Pope Francis launches a two-year consultation to shape the Church

Pope Francis has opened a two-year consultation with global Catholic figures to shape the future of the Catholic Church in three stages.

Over the years, one of the world’s major religions has found itself in hot water over many things – from its conservative views in a progressive world to scandals covering sex and finances.

But now, the current 84-year-old figurehead of the Church is looking ahead. Pope Francis has initiated a move that many hope will modernise the Church’s views on social issues and the role of women in Catholicism.

Catholic Church mass
Photo: Ed Murray/NJ Advance

On Sunday, Pope Francis announced the start of “For a Synodal Church: Communion, Participation and Mission”. It’s essentially a gathering of Catholic figures from across the world, where current and future issues will be tackled in three stages.

BBC News outlines them with the following:

  • The “listening phase” – Catholics who work at a “diocesan level” across the world will discuss whether or not the Church converses with other social/minority groups, including young people and women. At this stage, the role of the Church in modern life will also be discussed.
  • The “continental phase” – bishops will collate their findings.
  • The “universal phase” – bishops will gather at the Vatican to report on the information. This is expected to last one month and will take place in October 2023.

When performing a homily in front of a (roughly) 3000 strong crowd at St. Peter’s Basilica in Vatican City, Pope Francis stressed that the “art of encounter” will be a lifeline for the Church moving forward.

“Everything changes once we are capable of genuine encounters with [Jesus] and with one another, without formalism or pretense, but simply as we are,” the pope said (as quoted by the US-based National Catholic Reporter).

“Let us ask: in the church, are we good at listening?

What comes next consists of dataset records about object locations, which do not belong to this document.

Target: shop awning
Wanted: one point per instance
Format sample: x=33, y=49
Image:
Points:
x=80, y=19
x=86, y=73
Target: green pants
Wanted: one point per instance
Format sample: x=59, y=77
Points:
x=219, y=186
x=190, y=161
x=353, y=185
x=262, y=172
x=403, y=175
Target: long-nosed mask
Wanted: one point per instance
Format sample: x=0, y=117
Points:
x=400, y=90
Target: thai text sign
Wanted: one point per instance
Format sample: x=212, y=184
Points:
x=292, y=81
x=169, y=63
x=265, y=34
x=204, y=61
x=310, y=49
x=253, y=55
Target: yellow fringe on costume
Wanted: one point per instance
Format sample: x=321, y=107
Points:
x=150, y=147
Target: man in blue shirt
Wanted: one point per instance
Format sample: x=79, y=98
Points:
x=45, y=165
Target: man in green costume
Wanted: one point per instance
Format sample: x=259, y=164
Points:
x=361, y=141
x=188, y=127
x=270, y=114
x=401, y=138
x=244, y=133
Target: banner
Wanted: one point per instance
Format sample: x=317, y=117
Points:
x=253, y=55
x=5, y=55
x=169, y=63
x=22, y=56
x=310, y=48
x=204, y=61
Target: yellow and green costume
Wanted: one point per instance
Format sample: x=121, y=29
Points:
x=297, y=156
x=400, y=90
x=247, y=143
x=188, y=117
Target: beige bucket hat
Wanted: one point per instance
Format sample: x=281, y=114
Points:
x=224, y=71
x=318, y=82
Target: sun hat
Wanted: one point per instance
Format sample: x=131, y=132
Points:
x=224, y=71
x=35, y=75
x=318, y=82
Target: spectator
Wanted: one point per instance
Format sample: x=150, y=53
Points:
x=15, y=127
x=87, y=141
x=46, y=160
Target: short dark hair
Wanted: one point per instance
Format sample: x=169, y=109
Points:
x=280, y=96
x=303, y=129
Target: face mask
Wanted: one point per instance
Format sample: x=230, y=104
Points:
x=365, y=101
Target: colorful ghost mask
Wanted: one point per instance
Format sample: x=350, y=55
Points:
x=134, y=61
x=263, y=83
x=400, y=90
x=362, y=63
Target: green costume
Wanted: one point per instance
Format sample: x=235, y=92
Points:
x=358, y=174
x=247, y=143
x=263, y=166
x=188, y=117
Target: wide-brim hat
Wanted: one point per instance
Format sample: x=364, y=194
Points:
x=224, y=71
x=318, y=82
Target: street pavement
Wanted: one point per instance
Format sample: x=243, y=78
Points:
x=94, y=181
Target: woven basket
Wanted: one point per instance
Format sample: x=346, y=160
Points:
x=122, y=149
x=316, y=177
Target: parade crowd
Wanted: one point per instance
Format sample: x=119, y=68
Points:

How good is the hearing of our heart?”

“Do we allow people to express themselves, to walk in faith even though they have had difficulties in life, and to be part of the life of the community without being hindered, rejected or judged?”

Moreover, Pope Francis also revealed he hopes the consultation will create an environment where all can feel at home and participate.

Pope Francis Catholic Church
Photo: CNS photo/Vatican Media

“Let us not soundproof our hearts; let us not remain barricaded in our certainties. Let us listen to one another,” he said.

The announcement has been met with a mixed reception.

The National Catholic Reporter praised the move, acknowledging that it may not be the best solution, but “the Church is more likely to address the needs of the people of God with it than without it”.

George Weigel, a theologian writing for the US Catholic journal, First Things, criticised the consultation. Weigel wrote it would only amount to “two years of self-referential Catholic chatter” that would not help with issues such as “[people] drifting away from the faith in droves”.

If successful, such a move could improve the global figures of people identifying as Catholic – something that has been declining since the ’70s.